Council of Europe: Discrimination of Jews, LGBT, Roma and other minorities rising in Hungary
Discrimination against Jews, LGBT people, the Roma and other minorities is increasing in Hungary. That is the finding of the latest report from the Council of Europe, the organization that supervises human rights protections in Europe.
The Council of Europe has called on the Hungarian authorities to combat racially motivated violence and take other steps to protect vulnerable persons. The report covers a broad range of human rights topics.

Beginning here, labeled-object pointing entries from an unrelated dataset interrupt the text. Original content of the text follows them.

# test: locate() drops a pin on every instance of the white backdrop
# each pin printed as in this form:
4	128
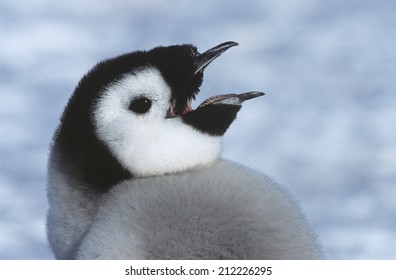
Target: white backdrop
326	128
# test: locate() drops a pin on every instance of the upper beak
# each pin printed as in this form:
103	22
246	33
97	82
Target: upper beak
204	59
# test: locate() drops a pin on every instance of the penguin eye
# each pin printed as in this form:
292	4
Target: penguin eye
140	105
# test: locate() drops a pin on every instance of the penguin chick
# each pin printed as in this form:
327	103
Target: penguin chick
134	171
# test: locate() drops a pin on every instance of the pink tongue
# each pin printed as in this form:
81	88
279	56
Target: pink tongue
188	108
215	99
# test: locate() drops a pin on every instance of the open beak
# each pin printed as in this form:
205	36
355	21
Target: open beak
181	107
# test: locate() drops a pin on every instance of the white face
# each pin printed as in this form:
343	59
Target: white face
148	143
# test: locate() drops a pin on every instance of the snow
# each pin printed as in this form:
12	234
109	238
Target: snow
325	129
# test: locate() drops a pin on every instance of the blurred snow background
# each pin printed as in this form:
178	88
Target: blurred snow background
326	128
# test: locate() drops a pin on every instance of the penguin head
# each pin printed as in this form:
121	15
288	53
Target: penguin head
135	110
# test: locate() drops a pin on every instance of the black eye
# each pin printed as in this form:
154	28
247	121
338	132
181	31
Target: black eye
140	105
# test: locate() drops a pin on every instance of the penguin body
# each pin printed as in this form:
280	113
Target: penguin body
135	172
222	211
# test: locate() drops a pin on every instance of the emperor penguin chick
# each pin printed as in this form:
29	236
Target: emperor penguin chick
135	172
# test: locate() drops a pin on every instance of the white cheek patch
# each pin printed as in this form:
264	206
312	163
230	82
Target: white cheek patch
150	144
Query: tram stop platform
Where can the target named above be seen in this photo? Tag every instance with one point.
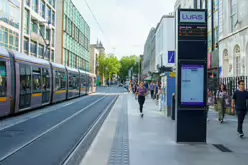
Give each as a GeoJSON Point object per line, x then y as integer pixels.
{"type": "Point", "coordinates": [127, 139]}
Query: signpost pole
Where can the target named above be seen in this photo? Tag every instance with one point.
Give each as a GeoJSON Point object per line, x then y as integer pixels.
{"type": "Point", "coordinates": [191, 92]}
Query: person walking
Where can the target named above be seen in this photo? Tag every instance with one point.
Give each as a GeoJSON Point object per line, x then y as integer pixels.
{"type": "Point", "coordinates": [239, 103]}
{"type": "Point", "coordinates": [141, 93]}
{"type": "Point", "coordinates": [221, 97]}
{"type": "Point", "coordinates": [152, 86]}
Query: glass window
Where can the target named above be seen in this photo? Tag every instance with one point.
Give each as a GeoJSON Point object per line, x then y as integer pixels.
{"type": "Point", "coordinates": [60, 80]}
{"type": "Point", "coordinates": [94, 81]}
{"type": "Point", "coordinates": [41, 51]}
{"type": "Point", "coordinates": [26, 45]}
{"type": "Point", "coordinates": [35, 5]}
{"type": "Point", "coordinates": [233, 14]}
{"type": "Point", "coordinates": [36, 74]}
{"type": "Point", "coordinates": [33, 48]}
{"type": "Point", "coordinates": [42, 9]}
{"type": "Point", "coordinates": [26, 21]}
{"type": "Point", "coordinates": [52, 55]}
{"type": "Point", "coordinates": [25, 78]}
{"type": "Point", "coordinates": [53, 18]}
{"type": "Point", "coordinates": [45, 79]}
{"type": "Point", "coordinates": [3, 79]}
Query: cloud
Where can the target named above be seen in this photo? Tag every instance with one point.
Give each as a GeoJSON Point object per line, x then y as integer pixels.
{"type": "Point", "coordinates": [125, 24]}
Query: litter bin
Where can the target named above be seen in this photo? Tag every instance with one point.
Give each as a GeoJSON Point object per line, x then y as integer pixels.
{"type": "Point", "coordinates": [173, 106]}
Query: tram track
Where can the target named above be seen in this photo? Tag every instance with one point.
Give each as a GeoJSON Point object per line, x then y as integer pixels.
{"type": "Point", "coordinates": [76, 154]}
{"type": "Point", "coordinates": [35, 144]}
{"type": "Point", "coordinates": [8, 142]}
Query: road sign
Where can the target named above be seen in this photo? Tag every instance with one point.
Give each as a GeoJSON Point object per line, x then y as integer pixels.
{"type": "Point", "coordinates": [173, 74]}
{"type": "Point", "coordinates": [171, 57]}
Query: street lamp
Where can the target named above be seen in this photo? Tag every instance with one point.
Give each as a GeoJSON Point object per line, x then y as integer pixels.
{"type": "Point", "coordinates": [42, 35]}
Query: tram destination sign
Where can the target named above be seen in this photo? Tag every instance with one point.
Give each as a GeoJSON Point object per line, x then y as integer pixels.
{"type": "Point", "coordinates": [189, 32]}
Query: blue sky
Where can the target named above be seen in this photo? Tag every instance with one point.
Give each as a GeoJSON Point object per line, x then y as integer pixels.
{"type": "Point", "coordinates": [125, 23]}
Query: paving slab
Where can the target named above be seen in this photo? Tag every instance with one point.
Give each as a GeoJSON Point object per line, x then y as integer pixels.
{"type": "Point", "coordinates": [152, 140]}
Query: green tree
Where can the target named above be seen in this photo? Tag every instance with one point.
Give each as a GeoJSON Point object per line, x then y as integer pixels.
{"type": "Point", "coordinates": [112, 66]}
{"type": "Point", "coordinates": [108, 66]}
{"type": "Point", "coordinates": [127, 62]}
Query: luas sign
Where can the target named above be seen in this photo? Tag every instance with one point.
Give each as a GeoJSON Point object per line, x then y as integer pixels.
{"type": "Point", "coordinates": [192, 16]}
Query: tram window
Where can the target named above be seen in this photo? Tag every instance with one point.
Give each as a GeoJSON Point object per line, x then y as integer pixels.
{"type": "Point", "coordinates": [60, 80]}
{"type": "Point", "coordinates": [45, 79]}
{"type": "Point", "coordinates": [36, 73]}
{"type": "Point", "coordinates": [3, 79]}
{"type": "Point", "coordinates": [25, 78]}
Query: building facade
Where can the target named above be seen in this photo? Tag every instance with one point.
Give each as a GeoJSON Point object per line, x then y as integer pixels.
{"type": "Point", "coordinates": [73, 36]}
{"type": "Point", "coordinates": [94, 53]}
{"type": "Point", "coordinates": [10, 21]}
{"type": "Point", "coordinates": [101, 51]}
{"type": "Point", "coordinates": [233, 37]}
{"type": "Point", "coordinates": [37, 31]}
{"type": "Point", "coordinates": [149, 50]}
{"type": "Point", "coordinates": [165, 42]}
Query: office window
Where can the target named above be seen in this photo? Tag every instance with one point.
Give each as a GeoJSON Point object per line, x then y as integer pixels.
{"type": "Point", "coordinates": [3, 79]}
{"type": "Point", "coordinates": [42, 8]}
{"type": "Point", "coordinates": [25, 45]}
{"type": "Point", "coordinates": [27, 2]}
{"type": "Point", "coordinates": [53, 18]}
{"type": "Point", "coordinates": [26, 21]}
{"type": "Point", "coordinates": [34, 27]}
{"type": "Point", "coordinates": [36, 74]}
{"type": "Point", "coordinates": [33, 48]}
{"type": "Point", "coordinates": [65, 23]}
{"type": "Point", "coordinates": [52, 58]}
{"type": "Point", "coordinates": [48, 34]}
{"type": "Point", "coordinates": [233, 15]}
{"type": "Point", "coordinates": [49, 14]}
{"type": "Point", "coordinates": [41, 51]}
{"type": "Point", "coordinates": [35, 5]}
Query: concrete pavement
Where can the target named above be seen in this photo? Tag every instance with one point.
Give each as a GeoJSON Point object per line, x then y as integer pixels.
{"type": "Point", "coordinates": [151, 140]}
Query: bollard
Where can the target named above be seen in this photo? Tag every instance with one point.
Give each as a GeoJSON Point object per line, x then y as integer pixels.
{"type": "Point", "coordinates": [173, 106]}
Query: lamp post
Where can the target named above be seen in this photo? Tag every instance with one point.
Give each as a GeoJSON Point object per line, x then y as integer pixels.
{"type": "Point", "coordinates": [42, 35]}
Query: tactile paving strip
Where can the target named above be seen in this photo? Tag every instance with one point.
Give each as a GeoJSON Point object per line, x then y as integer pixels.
{"type": "Point", "coordinates": [120, 149]}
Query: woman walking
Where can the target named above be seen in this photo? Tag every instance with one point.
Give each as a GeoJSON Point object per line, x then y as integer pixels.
{"type": "Point", "coordinates": [141, 93]}
{"type": "Point", "coordinates": [221, 100]}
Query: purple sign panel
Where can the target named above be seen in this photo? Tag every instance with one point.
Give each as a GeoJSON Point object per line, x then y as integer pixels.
{"type": "Point", "coordinates": [192, 85]}
{"type": "Point", "coordinates": [192, 16]}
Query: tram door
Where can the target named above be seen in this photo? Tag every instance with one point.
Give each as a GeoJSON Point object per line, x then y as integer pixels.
{"type": "Point", "coordinates": [25, 86]}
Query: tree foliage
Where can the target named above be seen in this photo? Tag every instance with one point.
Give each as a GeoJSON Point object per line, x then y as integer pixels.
{"type": "Point", "coordinates": [127, 62]}
{"type": "Point", "coordinates": [108, 65]}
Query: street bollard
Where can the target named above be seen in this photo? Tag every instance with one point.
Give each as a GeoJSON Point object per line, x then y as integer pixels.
{"type": "Point", "coordinates": [173, 106]}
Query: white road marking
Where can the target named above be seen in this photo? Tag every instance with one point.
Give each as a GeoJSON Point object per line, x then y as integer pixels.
{"type": "Point", "coordinates": [48, 130]}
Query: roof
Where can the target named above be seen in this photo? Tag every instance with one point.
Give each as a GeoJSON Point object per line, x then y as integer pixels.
{"type": "Point", "coordinates": [164, 16]}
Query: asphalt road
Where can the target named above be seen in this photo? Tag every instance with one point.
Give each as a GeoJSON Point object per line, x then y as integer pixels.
{"type": "Point", "coordinates": [47, 139]}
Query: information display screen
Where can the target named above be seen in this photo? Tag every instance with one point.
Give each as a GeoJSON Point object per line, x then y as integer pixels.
{"type": "Point", "coordinates": [192, 85]}
{"type": "Point", "coordinates": [192, 32]}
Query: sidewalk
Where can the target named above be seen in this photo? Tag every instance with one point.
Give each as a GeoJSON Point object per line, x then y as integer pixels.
{"type": "Point", "coordinates": [132, 140]}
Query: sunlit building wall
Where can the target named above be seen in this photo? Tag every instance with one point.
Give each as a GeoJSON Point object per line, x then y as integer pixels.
{"type": "Point", "coordinates": [38, 28]}
{"type": "Point", "coordinates": [10, 24]}
{"type": "Point", "coordinates": [73, 36]}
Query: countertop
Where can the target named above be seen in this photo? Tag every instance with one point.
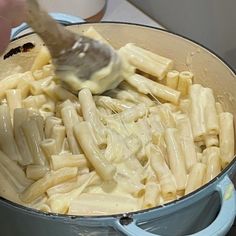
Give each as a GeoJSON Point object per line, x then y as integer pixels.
{"type": "Point", "coordinates": [122, 10]}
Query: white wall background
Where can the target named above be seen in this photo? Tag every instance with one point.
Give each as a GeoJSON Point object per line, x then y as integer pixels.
{"type": "Point", "coordinates": [209, 22]}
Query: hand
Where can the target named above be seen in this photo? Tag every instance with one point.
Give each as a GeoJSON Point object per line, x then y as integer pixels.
{"type": "Point", "coordinates": [12, 13]}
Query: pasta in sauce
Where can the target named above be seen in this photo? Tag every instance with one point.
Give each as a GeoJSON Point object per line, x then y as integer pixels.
{"type": "Point", "coordinates": [142, 144]}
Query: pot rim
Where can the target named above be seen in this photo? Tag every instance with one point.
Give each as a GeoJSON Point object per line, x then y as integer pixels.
{"type": "Point", "coordinates": [177, 201]}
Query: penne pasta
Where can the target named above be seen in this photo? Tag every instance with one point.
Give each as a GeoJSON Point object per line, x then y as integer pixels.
{"type": "Point", "coordinates": [152, 195]}
{"type": "Point", "coordinates": [154, 64]}
{"type": "Point", "coordinates": [176, 158]}
{"type": "Point", "coordinates": [172, 79]}
{"type": "Point", "coordinates": [36, 172]}
{"type": "Point", "coordinates": [70, 118]}
{"type": "Point", "coordinates": [195, 178]}
{"type": "Point", "coordinates": [50, 122]}
{"type": "Point", "coordinates": [84, 134]}
{"type": "Point", "coordinates": [211, 157]}
{"type": "Point", "coordinates": [185, 81]}
{"type": "Point", "coordinates": [58, 134]}
{"type": "Point", "coordinates": [187, 142]}
{"type": "Point", "coordinates": [163, 173]}
{"type": "Point", "coordinates": [14, 99]}
{"type": "Point", "coordinates": [49, 148]}
{"type": "Point", "coordinates": [33, 138]}
{"type": "Point", "coordinates": [19, 117]}
{"type": "Point", "coordinates": [49, 180]}
{"type": "Point", "coordinates": [226, 137]}
{"type": "Point", "coordinates": [7, 141]}
{"type": "Point", "coordinates": [90, 114]}
{"type": "Point", "coordinates": [42, 59]}
{"type": "Point", "coordinates": [146, 86]}
{"type": "Point", "coordinates": [100, 204]}
{"type": "Point", "coordinates": [68, 160]}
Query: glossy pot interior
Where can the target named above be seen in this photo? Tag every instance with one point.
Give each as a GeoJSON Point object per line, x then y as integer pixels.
{"type": "Point", "coordinates": [208, 69]}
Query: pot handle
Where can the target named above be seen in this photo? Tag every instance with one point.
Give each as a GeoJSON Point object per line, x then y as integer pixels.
{"type": "Point", "coordinates": [63, 19]}
{"type": "Point", "coordinates": [220, 226]}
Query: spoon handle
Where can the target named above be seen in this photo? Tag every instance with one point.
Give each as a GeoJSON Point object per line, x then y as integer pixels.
{"type": "Point", "coordinates": [54, 35]}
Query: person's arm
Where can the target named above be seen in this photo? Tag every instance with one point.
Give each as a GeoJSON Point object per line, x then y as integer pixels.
{"type": "Point", "coordinates": [12, 13]}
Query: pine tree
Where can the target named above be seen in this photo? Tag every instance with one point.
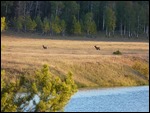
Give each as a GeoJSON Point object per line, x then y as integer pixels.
{"type": "Point", "coordinates": [3, 23]}
{"type": "Point", "coordinates": [89, 24]}
{"type": "Point", "coordinates": [110, 20]}
{"type": "Point", "coordinates": [46, 25]}
{"type": "Point", "coordinates": [39, 24]}
{"type": "Point", "coordinates": [76, 26]}
{"type": "Point", "coordinates": [29, 24]}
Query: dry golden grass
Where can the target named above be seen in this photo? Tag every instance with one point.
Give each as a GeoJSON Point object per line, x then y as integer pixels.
{"type": "Point", "coordinates": [89, 66]}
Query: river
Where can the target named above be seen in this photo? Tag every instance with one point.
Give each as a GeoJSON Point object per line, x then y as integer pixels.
{"type": "Point", "coordinates": [120, 99]}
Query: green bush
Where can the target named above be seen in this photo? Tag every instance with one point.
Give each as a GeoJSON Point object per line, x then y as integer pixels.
{"type": "Point", "coordinates": [53, 92]}
{"type": "Point", "coordinates": [117, 53]}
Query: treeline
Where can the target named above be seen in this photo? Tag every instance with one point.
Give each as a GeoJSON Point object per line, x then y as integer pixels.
{"type": "Point", "coordinates": [127, 18]}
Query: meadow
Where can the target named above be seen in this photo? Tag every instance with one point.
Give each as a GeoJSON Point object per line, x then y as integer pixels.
{"type": "Point", "coordinates": [22, 54]}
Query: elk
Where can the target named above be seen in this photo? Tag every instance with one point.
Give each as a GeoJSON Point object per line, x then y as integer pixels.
{"type": "Point", "coordinates": [97, 48]}
{"type": "Point", "coordinates": [44, 47]}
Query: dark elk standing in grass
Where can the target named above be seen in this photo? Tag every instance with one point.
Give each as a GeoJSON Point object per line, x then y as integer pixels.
{"type": "Point", "coordinates": [44, 47]}
{"type": "Point", "coordinates": [97, 48]}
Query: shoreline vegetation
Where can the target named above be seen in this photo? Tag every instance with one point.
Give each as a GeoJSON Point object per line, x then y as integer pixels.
{"type": "Point", "coordinates": [22, 55]}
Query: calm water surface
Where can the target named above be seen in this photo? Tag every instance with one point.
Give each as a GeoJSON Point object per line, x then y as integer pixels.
{"type": "Point", "coordinates": [123, 99]}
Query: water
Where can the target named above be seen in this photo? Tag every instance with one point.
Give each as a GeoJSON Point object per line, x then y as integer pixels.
{"type": "Point", "coordinates": [123, 99]}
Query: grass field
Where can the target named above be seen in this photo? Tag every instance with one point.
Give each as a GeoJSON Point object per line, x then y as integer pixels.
{"type": "Point", "coordinates": [90, 67]}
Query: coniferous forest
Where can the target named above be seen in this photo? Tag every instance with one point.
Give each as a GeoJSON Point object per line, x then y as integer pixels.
{"type": "Point", "coordinates": [127, 18]}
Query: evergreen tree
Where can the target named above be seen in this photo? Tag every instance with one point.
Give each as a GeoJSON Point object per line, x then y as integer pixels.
{"type": "Point", "coordinates": [29, 24]}
{"type": "Point", "coordinates": [3, 23]}
{"type": "Point", "coordinates": [18, 23]}
{"type": "Point", "coordinates": [46, 25]}
{"type": "Point", "coordinates": [56, 25]}
{"type": "Point", "coordinates": [39, 23]}
{"type": "Point", "coordinates": [89, 24]}
{"type": "Point", "coordinates": [110, 20]}
{"type": "Point", "coordinates": [63, 27]}
{"type": "Point", "coordinates": [76, 27]}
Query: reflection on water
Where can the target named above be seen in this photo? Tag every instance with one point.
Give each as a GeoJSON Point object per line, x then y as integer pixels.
{"type": "Point", "coordinates": [129, 99]}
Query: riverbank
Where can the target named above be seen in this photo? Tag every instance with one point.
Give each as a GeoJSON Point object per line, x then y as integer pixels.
{"type": "Point", "coordinates": [90, 67]}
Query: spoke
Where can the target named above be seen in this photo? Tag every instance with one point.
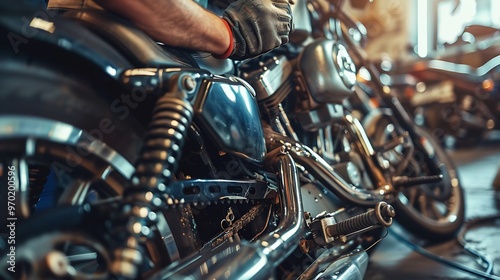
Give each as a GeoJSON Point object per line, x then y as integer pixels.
{"type": "Point", "coordinates": [84, 257]}
{"type": "Point", "coordinates": [15, 173]}
{"type": "Point", "coordinates": [75, 193]}
{"type": "Point", "coordinates": [423, 201]}
{"type": "Point", "coordinates": [412, 196]}
{"type": "Point", "coordinates": [435, 210]}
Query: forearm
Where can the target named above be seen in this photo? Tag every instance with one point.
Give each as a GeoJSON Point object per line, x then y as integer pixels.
{"type": "Point", "coordinates": [173, 21]}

The recommendations have been published at a time when, according to many studies, poverty is rising in Hungary and Prime Minister Viktor Orbán faces charges of weakening democratic standards, according to the Associated Press. Nils Muižnieks, Human Rights Commissioner at the Council of Europe, visited Hungary at the beginning of July.
In his 44-page report he states that "in recent years an overall deterioration of the climate with respect to tolerance" has occurred. The most visible manifestations of intolerance are in people's behavior toward Roma.
The Hungarian Government did not immediately comment on the Council of Europe report. In the past, however, the Government has sharply objected to similar criticism.
The report lists concrete cases of violence committed against Romani inhabitants and also mentions the rise in the ultra-right Jobbik movement and other, similar groups that have held various marches intended to "awaken fear in Romani villages". "The Commissioner is deeply disturbed by the extensive presence of extremist and racist movements and organizations in Hungary and by the extremism present in the political environment," the report reads.
The Czech Republic has also been criticized several times over hate campaigns against Romani people. Earlier this year Commissioner Muižnieks expressed concern at the regular anti-Romani marches taking place there.
The segregation of Romani children also remains a serious problem. The Commissioner has said the Czech authorities need to send the consistent signal that they will not tolerate any manifestations of hatred or hate crimes.